La négociation entre l’Union Européenne et la Grèce est totalement enlisée. Alexis Tsipras ne bougera probablement pas de ses positions ou « très peu » selon Marc Riez, qui considère que le problème du pays est « d’organiser un vrai Etat qui puisse collecter de l’argent auprès des gens qui en ont » mais qu’au final un accord à minima sera trouvé à la dernière minute.

Pour Olivier Delamarche, cet accord a minima est ce qui est souhaité par les investisseurs qui se disent : « pourvu que ça dure, qu’on puisse continuer à payer, que les grecs se fassent taper sur la tête, que nous on puisse continuer à faire du fric sur le CAC. » Néanmoins, « on touche enfin le bout » selon notre Econoclaste.

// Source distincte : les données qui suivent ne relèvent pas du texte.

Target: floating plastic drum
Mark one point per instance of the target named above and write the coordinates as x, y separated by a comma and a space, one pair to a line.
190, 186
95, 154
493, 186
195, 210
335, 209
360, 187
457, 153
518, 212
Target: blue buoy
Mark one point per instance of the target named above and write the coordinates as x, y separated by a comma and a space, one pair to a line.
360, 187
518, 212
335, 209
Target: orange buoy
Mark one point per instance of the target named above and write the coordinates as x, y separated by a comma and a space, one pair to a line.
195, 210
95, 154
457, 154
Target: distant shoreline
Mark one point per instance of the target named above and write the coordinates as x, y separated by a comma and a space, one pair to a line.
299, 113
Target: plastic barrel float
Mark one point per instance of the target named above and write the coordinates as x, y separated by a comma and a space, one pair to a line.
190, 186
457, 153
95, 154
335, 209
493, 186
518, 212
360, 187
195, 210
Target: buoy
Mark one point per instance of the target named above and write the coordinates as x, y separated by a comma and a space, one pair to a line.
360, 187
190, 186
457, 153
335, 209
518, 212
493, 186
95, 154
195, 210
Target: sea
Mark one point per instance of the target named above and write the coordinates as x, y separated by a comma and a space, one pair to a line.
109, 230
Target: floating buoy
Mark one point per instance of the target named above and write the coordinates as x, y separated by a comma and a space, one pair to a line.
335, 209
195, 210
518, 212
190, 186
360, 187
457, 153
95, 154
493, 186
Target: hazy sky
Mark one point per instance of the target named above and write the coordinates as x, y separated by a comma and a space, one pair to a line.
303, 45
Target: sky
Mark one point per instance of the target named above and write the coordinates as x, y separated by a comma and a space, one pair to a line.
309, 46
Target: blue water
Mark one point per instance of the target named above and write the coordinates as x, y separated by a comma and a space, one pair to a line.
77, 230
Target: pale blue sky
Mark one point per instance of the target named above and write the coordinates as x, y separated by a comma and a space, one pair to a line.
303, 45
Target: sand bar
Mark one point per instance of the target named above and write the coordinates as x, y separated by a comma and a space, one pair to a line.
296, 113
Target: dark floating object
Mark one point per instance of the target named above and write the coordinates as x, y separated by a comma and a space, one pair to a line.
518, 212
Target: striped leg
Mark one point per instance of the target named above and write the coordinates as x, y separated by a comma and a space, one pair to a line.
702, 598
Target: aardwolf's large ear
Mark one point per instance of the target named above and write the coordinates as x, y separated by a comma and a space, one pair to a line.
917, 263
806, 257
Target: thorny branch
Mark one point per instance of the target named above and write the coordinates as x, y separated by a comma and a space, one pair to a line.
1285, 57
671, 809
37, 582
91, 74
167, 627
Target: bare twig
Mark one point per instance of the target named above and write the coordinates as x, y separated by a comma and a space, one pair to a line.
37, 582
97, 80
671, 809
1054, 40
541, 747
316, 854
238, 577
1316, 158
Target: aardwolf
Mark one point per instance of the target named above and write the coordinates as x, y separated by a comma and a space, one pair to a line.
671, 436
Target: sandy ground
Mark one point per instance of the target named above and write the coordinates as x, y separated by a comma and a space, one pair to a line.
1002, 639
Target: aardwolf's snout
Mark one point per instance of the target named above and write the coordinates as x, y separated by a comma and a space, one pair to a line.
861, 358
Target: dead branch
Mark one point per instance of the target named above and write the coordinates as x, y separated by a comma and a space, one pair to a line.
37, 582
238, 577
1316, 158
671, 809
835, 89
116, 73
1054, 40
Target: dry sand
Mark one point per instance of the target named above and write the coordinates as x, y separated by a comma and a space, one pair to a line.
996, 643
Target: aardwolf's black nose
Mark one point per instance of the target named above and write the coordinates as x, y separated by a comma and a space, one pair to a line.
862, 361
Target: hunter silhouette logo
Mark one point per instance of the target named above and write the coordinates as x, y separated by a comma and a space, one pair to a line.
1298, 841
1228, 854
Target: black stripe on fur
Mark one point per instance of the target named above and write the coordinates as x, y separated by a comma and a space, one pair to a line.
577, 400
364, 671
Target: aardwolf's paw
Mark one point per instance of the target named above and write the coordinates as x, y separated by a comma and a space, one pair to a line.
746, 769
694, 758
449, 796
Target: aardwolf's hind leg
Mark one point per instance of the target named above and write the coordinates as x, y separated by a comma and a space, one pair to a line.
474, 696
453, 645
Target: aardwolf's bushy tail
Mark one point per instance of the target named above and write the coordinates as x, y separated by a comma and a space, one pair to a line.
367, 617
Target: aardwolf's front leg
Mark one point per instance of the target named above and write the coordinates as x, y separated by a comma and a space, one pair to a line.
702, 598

« Quelles que soient les réformes qu’on arriverait à leur faire accepter, de toute façon ça ne leur permettrait pas de rembourser. »

« On ne peut pas continuer comme ça et on ne peut pas se réjouir de continuer comme ça, parce qu’en attendant qui est-ce qui paye pour les milliards de dette grecque ? Le contribuable européen. »

La question aujourd’hui est donc la suivante : souhaitons nous « arrêter l’hémorragie » dès maintenant et perdre les 300 milliards prêtés à la Grèce ou souhaitons nous continuer de leur prêter et augmenter les pertes à 450 milliards pour « repousser les choses » ?

« La dette n’a cessé d’augmenter entre 2011 et 2015, ça veut dire que le problème est plus grave aujourd’hui qu’il ne l’était en 2011. »

Conséquence d’une éventuelle hausse des taux aux USA

Pour Marc Riez, « l’Amérique redémarre » poussant in fine la Réserve Fédérale à remonter ses taux d’ici la fin de l’année. Toutefois, elle devra le faire de manière lente car cela pourrait sinon casser sa dynamique « encore fragile. » Par la suite, il y aura une deuxième remontée du dollar qui sera très bonne pour les actions européennes mais sans krach du marché obligataire « pour l’instant. »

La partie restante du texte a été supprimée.